Avec des indicateurs récents montrant que l’inflation est bien loin de ses sommets mais toujours au-dessus de l’objectif de 2% de la Fed, Goolsbee a noté que les décideurs politiques “ont été brûlés en supposant une inflation transitoire” dans le passé et ne devraient pas commettre la même erreur.
“Je pense qu’il n’est pas prudent de procéder à des réductions de taux trop précoces dans ces circonstances”, a-t-il déclaré devant la Nationwide Affiliation for Enterprise Economics lors de son rassemblement annuel à Washington, DC. “Les gens expriment que les prix sont l’une de leurs préoccupations les plus pressantes. Soyons attentifs.

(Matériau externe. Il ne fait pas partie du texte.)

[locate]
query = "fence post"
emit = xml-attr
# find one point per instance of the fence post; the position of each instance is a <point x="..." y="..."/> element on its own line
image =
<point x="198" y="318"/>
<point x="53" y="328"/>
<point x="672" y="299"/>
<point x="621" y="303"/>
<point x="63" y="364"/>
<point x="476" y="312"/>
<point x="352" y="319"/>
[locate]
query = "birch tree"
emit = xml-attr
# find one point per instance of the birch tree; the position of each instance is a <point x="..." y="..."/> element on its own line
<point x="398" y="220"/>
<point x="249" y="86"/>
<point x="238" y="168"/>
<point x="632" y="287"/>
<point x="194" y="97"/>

Avant de réduire davantage les taux pour stimuler l’économie, assurons-nous que l’inflation revienne à 2 %.”
Les données d’inflation les plus récentes, pour décembre, ont montré une inflation sous-jacente, qui exclut les prix volatils des produits alimentaires et de l’énergie, de 3 %, telle que mesurée par l’indice des prix des dépenses de consommation, le principal indicateur de prévision de la Fed. Cela représente une hausse de 0,2 level de pourcentage par rapport à novembre et s’explique en partie par les droits de douane, considérés comme temporaires, mais aussi par des pressions sous-jacentes dans le secteur des companies et dans les domaines qui ne sont pas directement touchés par les droits.
Plus précisément, Goolsbee a déclaré que l’inflation immobilière obstinément élevée n’était pas motivée par les tarifs douaniers, soulignant la nécessité pour la Fed d’être « vigilante ».
Goolsbee a noté qu’un taux d’inflation de 3 % « n’est pas suffisant – et ce n’est pas ce que nous avons promis lorsque la Réserve fédérale s’est engagée à atteindre l’objectif de 2 %. S’arrêter à 3 % n’est pas un endroit sûr pour une myriade de raisons que nous connaissons trop bien. Il a déjà déclaré qu’il pensait que la Fed serait en mesure de réduire ses taux d’intérêt plus tard dans l’année.
Ces remarques interviennent alors que les marchés s’attendent à ce que le Comité fédéral de l’open market, dont Goolsbee est l’un des électeurs cette année, reste en suspens jusqu’en juin au moins et probablement jusqu’en juillet. Les merchants à terme estiment une probabilité d’environ 50-50 d’une baisse en juin et d’environ 71 % une probabilité d’une baisse en juillet, selon l’indicateur FedWatch du groupe CME. La Fed a adopté des réductions de trois quarts de level de pourcentage à la fin de 2025.
Le gouverneur de la Fed, Christopher Waller, qui milite en faveur d’une baisse des taux, a adopté une approche plus mesurée lundi lors de son discours à la conférence NABE.
Bien que Waller ait déclaré qu’il pensait que les décideurs politiques devraient « examiner » les impacts des droits de douane, il a déclaré que des données récentes montrent que le marché du travail pourrait être en meilleure forme que ce qui avait été indiqué précédemment, atténuant ainsi la nécessité de nouvelles réductions. Si la state of affairs de l’emploi proceed de s’améliorer, cela réduirait encore les arguments en faveur de réductions, même s’il n’est pas convaincu que les données sur l’emploi non agricole de janvier ne soient pas “plus de bruit que de sign”.
Mardi sera une journée energetic pour les intervenants de la Fed, la gouverneure Lisa Cook dinner devant également faire une présentation au NABE plus tard dans la matinée.